Microsoft has announced that as of January 1, 2012, its Road Traffic Information (RTI) service, MSN Direct, will be discontinued. MSN Direct is an FM radio-based digital service which allows specially equipped portable devices to receive information from MSN Direct services in the US. Devices that support MSN Direct include PNDs and embedded navigation units. With these devices, subscribers gain access to road traffic information (RTI), as well as weather, gas prices, local events, stock quotes, new movie information and flight times.
MSN Direct’s business model faced challenges from the start
Two years ago when the PND market was in a strong growth phase and fuel prices were high, the MSN Direct product looked promising as it developed ties with US PND leader, Garmin, as well with aftermarket navigation system suppliers. With a price point of $129.95 for MSN Direct for the duration of the device (and recently reduced to $99.95), a compelling case for RTI and fuel services could have been made to consumers. When the price of the service is amortized over the product life (roughly 3 years) a consumer would only need to save about $0.83 a week in fuel to cover the price of the service. However, MSN Direct suffered greatly from being removed from point of sale of a navigation device. As an add-on service, MSN Direct had little control over how aggressively its service was sold to buyer of PNDs and aftermarket navigation at Big Box stores or even how well buyers were informed of the service.
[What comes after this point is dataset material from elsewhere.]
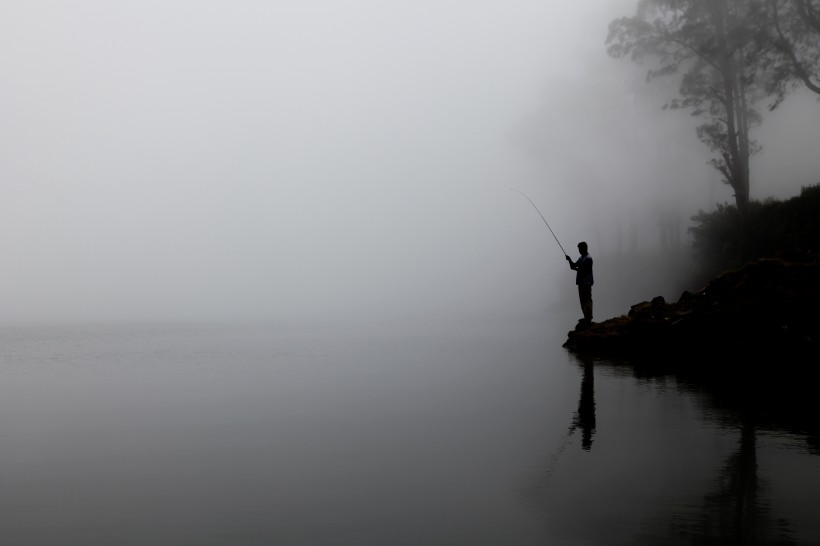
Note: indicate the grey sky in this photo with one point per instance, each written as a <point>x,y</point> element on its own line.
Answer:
<point>214,159</point>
Furthermore, most Americans tend to be quite comfortable receiving traffic updates from traditional media sources such as television and radio. To many, the perception of RTI quality does not merit paying for what can be attained through traditional media. To others, MSN Direct was simply not perceived as high-tech enough, as RTI technology has been evolving rapidly.
In Jul-09, Strategy Analytics spoke to representatives from MSN Direct who remained optimistic about the future of MSN Direct, stating, that by winter of 2009, the price of MSN Direct receiver chips will be the same price as RDS-TMC chips, or about $1 and that a further reduction in subscription price points should drive subscription. Strategy Analytics remained dubious about this possibility, especially as Navteq was grabbing for market share by offering free lifetime traffic updates on some Garmin devices and access to traffic information over mobile phones. This coupled with greater distribution of traffic information via cellular to smartphones appeared to sound a death knell for MSN Direct and other paid RTI services that provide the very highest quality RTI.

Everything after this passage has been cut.